Juanda menoleh pada Fayena dengan tatapan yang nanar. "Itu karena Yena yang aku maksud ya kamu, Faye. Diri kamu yang berada di kehidupan sebelumnya. Makanya kamu ngerasain perasaan yang sama," tutur Juanda dalam hati.
"Ya mungkin karena kalian mempunyai kemiripan?''
Fayena baru ingat soal kejadian tadi malam. Ia melirik Regina takut wanita itu fokus pada pembicaraan mereka.
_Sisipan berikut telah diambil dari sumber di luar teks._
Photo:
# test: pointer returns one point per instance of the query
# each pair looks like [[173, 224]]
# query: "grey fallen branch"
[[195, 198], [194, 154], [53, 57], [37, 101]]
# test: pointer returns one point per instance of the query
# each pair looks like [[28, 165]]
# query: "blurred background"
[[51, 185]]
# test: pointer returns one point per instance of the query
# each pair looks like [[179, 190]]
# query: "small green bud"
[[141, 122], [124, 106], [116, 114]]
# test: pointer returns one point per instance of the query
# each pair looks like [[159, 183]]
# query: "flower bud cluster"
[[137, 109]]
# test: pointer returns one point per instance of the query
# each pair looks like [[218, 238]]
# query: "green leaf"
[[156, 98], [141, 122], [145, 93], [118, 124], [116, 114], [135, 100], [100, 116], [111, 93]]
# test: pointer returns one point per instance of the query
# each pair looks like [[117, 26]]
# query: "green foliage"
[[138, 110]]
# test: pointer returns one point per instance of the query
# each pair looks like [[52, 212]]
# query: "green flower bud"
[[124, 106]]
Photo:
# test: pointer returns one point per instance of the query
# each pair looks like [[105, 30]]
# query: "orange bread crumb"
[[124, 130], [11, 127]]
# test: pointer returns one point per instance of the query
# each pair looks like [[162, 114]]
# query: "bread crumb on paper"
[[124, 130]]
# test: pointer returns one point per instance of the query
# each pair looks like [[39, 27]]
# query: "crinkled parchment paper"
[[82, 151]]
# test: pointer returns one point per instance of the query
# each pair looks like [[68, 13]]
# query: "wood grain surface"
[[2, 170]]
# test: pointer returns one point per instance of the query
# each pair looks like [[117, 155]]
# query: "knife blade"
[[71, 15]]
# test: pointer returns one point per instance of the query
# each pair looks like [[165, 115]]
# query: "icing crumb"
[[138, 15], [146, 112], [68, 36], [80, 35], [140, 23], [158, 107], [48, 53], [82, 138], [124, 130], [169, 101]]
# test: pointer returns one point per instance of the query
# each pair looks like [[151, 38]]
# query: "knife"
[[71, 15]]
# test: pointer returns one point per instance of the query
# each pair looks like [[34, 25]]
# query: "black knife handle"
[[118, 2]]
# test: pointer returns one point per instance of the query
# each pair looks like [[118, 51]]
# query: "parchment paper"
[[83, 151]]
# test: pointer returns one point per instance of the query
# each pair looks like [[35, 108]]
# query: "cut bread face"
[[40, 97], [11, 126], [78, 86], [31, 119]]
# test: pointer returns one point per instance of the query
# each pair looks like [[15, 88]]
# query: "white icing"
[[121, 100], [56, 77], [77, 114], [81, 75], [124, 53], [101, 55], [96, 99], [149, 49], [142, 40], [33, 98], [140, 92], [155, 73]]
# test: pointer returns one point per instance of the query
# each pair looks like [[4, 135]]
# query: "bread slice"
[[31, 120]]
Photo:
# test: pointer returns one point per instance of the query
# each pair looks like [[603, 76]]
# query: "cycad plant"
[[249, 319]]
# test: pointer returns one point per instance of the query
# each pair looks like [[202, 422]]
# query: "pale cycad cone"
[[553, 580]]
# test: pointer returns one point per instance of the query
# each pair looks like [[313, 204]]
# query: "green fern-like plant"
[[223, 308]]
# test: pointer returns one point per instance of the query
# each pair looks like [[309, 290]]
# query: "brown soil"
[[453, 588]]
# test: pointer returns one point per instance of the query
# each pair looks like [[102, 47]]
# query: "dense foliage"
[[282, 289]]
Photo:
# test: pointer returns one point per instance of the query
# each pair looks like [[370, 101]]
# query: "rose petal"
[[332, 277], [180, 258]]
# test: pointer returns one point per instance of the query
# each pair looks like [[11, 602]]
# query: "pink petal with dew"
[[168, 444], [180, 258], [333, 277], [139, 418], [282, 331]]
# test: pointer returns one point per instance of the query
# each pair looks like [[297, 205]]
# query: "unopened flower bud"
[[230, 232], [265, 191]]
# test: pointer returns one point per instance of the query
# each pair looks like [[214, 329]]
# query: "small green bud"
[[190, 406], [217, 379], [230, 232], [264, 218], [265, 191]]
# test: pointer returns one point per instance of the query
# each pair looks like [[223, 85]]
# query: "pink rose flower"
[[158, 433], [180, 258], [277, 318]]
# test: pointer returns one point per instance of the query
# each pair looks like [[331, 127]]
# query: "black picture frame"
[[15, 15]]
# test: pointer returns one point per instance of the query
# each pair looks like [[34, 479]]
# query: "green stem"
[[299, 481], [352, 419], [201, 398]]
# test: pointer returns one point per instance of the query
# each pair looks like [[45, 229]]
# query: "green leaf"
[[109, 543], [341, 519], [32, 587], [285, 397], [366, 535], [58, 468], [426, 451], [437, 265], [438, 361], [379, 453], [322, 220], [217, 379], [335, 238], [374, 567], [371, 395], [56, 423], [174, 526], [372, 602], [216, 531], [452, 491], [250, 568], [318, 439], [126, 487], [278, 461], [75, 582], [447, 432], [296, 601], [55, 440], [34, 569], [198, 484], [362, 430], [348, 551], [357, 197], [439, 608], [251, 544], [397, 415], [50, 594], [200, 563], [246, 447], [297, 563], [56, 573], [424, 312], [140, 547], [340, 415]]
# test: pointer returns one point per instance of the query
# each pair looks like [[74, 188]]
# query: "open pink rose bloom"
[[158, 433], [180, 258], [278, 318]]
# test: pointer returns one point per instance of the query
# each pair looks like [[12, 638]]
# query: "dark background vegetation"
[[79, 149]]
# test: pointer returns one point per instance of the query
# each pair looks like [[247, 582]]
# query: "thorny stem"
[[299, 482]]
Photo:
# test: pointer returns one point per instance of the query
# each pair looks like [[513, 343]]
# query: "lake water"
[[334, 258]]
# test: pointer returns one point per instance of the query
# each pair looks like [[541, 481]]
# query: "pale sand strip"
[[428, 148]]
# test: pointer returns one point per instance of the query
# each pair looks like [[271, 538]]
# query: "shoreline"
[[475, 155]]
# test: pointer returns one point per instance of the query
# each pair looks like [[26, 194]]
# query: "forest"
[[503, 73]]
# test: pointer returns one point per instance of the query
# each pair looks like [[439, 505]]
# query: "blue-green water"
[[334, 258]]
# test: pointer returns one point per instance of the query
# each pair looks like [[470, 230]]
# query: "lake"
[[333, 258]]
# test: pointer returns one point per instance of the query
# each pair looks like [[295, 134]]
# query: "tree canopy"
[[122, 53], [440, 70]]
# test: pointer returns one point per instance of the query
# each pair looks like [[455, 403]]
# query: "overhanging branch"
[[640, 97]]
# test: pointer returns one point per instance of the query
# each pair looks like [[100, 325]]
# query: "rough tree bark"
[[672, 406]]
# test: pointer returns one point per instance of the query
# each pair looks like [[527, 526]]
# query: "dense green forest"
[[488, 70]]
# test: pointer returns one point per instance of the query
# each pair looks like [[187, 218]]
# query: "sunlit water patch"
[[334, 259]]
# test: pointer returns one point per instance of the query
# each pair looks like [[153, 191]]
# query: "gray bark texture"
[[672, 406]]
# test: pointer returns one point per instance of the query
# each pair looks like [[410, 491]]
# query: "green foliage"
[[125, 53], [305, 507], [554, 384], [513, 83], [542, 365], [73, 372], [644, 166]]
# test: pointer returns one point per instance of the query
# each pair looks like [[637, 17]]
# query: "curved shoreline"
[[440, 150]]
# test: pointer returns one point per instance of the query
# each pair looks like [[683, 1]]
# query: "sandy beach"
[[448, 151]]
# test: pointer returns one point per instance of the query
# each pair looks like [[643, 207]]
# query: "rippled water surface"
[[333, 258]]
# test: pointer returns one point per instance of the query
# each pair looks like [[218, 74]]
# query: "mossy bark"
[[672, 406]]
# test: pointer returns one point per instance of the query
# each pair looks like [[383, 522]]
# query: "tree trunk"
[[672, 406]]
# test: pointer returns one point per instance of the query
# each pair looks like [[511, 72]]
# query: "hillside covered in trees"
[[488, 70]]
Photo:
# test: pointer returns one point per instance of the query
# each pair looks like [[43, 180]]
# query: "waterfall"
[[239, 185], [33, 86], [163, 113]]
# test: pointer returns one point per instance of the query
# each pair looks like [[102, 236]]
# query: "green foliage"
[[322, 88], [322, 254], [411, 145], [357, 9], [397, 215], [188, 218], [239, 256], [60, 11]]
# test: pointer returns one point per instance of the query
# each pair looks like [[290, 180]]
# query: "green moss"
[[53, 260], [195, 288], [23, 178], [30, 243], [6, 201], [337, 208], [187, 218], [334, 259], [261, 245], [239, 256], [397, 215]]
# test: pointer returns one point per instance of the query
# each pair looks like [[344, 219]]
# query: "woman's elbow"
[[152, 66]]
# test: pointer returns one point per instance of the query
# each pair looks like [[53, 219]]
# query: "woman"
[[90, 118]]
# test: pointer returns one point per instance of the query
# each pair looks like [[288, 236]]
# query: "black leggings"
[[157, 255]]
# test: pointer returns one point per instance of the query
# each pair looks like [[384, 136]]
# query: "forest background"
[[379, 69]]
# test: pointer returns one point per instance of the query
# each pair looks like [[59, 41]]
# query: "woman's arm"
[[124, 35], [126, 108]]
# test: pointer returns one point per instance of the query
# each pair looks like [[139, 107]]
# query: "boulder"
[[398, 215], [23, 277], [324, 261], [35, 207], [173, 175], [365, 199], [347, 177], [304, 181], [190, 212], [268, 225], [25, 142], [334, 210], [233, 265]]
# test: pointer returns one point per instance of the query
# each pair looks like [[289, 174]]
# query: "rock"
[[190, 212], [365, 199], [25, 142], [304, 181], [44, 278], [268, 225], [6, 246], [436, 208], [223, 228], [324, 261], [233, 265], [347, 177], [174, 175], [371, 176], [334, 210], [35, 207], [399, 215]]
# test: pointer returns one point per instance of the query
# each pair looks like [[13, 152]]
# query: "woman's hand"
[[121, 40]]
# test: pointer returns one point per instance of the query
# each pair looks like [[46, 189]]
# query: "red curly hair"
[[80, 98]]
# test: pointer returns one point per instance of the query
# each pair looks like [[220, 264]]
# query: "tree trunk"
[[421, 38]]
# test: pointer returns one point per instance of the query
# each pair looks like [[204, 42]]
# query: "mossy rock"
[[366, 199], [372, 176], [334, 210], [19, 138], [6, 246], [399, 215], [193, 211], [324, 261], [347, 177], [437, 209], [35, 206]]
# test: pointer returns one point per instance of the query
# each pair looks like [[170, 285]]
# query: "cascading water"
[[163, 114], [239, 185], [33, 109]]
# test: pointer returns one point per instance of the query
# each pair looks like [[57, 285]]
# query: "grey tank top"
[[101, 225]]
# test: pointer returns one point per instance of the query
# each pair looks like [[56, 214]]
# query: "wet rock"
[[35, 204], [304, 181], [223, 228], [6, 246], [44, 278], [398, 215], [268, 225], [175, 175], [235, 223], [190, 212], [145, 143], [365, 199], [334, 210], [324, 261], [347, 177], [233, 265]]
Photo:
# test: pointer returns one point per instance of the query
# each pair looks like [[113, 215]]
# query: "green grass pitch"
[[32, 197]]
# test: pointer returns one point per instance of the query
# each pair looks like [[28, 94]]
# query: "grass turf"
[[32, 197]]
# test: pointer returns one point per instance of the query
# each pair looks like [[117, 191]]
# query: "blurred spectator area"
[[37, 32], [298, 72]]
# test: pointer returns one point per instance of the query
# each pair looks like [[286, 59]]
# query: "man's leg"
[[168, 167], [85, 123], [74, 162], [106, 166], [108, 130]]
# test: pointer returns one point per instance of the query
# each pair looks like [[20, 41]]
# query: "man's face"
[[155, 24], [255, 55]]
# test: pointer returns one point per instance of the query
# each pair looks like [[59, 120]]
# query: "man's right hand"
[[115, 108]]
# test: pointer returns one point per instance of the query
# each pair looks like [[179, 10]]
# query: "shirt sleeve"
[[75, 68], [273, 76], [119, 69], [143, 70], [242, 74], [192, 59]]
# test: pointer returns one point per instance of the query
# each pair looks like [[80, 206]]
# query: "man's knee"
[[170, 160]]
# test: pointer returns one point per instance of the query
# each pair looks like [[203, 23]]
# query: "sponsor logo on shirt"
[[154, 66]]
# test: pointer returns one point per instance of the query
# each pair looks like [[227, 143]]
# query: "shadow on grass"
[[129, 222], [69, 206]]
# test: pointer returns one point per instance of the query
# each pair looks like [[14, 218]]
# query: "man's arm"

Namun, jika tidak diungkapkan sama sekali membuatnya kepikiran melulu soal itu.
"Oh ya, menurut lo ini gimana ... misal lo ngeliat ada orang yang mirip banget sama lo terus dia nyuruh lo pulang. Ya tiba-tiba aja gitu nongol kayak hantu minta lo pulang. Itu lo ngerasa kalau lo lagi berhalusinasi atau emang ada something? Kek pertanda apa gitu?'' Fayena menatap lekat Juanda untuk menunggu jawabannya.
Juanda yang paham lantas tersenyum simpul. "Bisa jadi itu pertanda alami, Fayena. Kamu harus kembali ke tempat yang seharusnya kamu berada."